J'ai entendu les craintes ou les inquiétudes que M. Ruffin a exprimées. Je respecte son point de vue. Il me semble toutefois qu'une attitude moins passionnelle et plus raisonnée permettrait de trouver des éléments de réponse à vos inquiétudes, monsieur le député.
Vous adressez trois griefs à ce texte : la difficulté générale que pose le mode d'élaboration de la loi européenne ; la définition trop large du secret des affaires ; l'insuffisance des dérogations.
Sur le premier point, en effet, la loi européenne n'est pas élaborée de la même manière que notre loi nationale. Le processus, en Europe, repose sur l'intervention de plusieurs partenaires de manière ouverte. C'est le système des lobbies, on peut le critiquer – je l'entends parfaitement – mais il est consubstantiel à l'élaboration des textes européens : tous les lobbies, y compris publics – j'étais élue d'une région qui, comme de nombreuses autres régions françaises, avait un bureau de lobbying à Bruxelles – participent. On peut regretter l'existence de ce système mais il fait partie du processus d'élaboration de la loi européenne.
Sur le deuxième point, la définition prévue dans le texte à l'article L. 151-1 du code de commerce est conforme à celle qui résulte de l'article 2 de la directive. Cette définition est précise en ce que seules les informations qui ont une valeur commerciale et qui font l'objet de mesures raisonnables de protection de la part de leur détenteur seront protégées. On peut encore juger cette définition trop large – j'ai lu des critiques en ce sens qui rejoignent la vôtre – mais le cumul des critères fixés me semble garantir un cadre.
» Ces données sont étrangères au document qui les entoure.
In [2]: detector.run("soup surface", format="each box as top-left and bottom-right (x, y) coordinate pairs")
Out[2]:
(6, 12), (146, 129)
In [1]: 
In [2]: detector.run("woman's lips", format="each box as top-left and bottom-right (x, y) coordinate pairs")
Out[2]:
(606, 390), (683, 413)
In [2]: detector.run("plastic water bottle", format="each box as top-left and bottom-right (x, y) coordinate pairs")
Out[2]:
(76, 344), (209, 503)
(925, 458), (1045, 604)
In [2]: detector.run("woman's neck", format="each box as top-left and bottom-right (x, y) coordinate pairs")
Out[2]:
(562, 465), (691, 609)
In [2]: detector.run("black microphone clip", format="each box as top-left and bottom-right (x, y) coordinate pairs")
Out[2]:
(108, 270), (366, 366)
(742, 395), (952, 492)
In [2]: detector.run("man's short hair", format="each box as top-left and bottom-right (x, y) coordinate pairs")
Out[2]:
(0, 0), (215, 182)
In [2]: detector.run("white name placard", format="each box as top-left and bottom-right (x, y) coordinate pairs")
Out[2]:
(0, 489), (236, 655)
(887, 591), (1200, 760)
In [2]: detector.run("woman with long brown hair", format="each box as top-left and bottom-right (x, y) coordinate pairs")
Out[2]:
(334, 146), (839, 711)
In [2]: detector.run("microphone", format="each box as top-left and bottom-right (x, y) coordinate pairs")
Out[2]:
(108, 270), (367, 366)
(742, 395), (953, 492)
Le secret des affaires peut correspondre par exemple au secret des procédés, à celui des informations économiques et financières, des stratégies commerciales ou industrielles – bref, à des éléments précis. Cette notion n'est d'ailleurs pas complètement nouvelle. Elle existe déjà en droit interne, mais elle n'avait pas encore été définie. Les juridictions se référaient jusqu'à présent à la définition donnée à l'article 39 de l'accord sur les aspects des droits de propriété intellectuelle qui touchent au commerce, qui est exactement celle de la directive. En tout état de cause, même si le secret des affaires était invoqué, il ne pourrait être opposé, je l'ai déjà dit, aux lanceurs d'alerte, aux journalistes ou aux représentants des salariés qui font usage de leur liberté d'expression.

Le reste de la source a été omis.